En el vagón se habían encendido unas lamparitas con diseños de tulipanes y
su reflejo impedía ver lo que había al otro lado de las ventanillas. Había que acercarse
al vidrio y hacer pantalla con las manos para ver afuera. Pero solo conseguía ver los
paralelogramos que proyectaba la luz de las ventanas en el talud que servía de cama a
los durmientes y raíles, como si fueran los fotogramas de una película muda e
incomprensible.
Tuvo que hacer acopio de valor para levantarse de su asiento, caminar hasta el
extremo del pasillo y averiguar él mismo hacia dónde se dirigían. Su madre le había
prohibido levantarse de su asiento, salvo para ir al baño, y ahora él desafiaba su
orden. Casi le pareció que escuchaba sus palabras de reproche al momento de abrir la
portezuela cuando sacó medio cuerpo de la barandilla para ver lo que había adelante.
El faro de la locomotora –un ojo inmenso que proyectaba un cono de luz
amarilla- recortaba de manera violenta parcelas de la noche del páramo. Matojos
renegridos de ramas raquíticas, bosques de piedra erosionados por el viento, muros
derruidos que nunca habían llegado a ser casas, relente, arena, todo eso, y además
vacío, extraía de la tierra el ojo del gusano de acero. De vez en vez su pito bronco
como el mugido de un animal en peligro emitía una llamada de auxilio que penetraba
profundamente en la noche. Pero nadie allá respondía. Tampoco había un letrero al
costado de la vía que les indicara dónde se hallaban o cuánto les faltaba para llegar a
la siguiente estación, ni se distinguía por ningún lado el racimo de luces de un pueblo
cercano o su borroso rumor, ni había una caseta donde los aguardara un guardagujas
insomne. Nadie ni nada había allá adelante.

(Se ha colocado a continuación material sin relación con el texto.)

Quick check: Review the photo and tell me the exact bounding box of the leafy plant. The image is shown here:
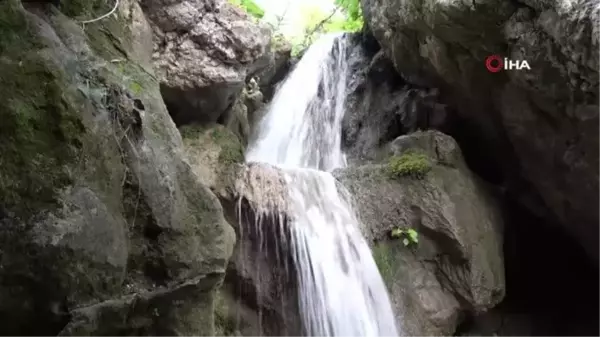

No obstante, la carrera continuaba impetuosa, sin concederse tregua, como si
ya no importase llegar a un lugar, sino solo escapar de la ubicua desolación. Por
momentos le llegaba desde el interior del vagón las risas de los payasos, pero estas no
transmitían ningún mensaje risueño. Parecían hilos de sorna que se trenzaban con
los chirridos de las ruedas del tren y formaban una gruesa cuerda sonora que se
entretejía con el silencio del páramo. Parecía como si un vasto manto fúnebre lo
envolviera todo: a la poderosa locomotora, a los payasos, a los pasajeros en el vagón a
su hermana, a su madre, a lo lejos, a la estación sin nombre, a su improbable destino,
al universo entero.
De Están quemando el silencio (2011), págs. 139-143.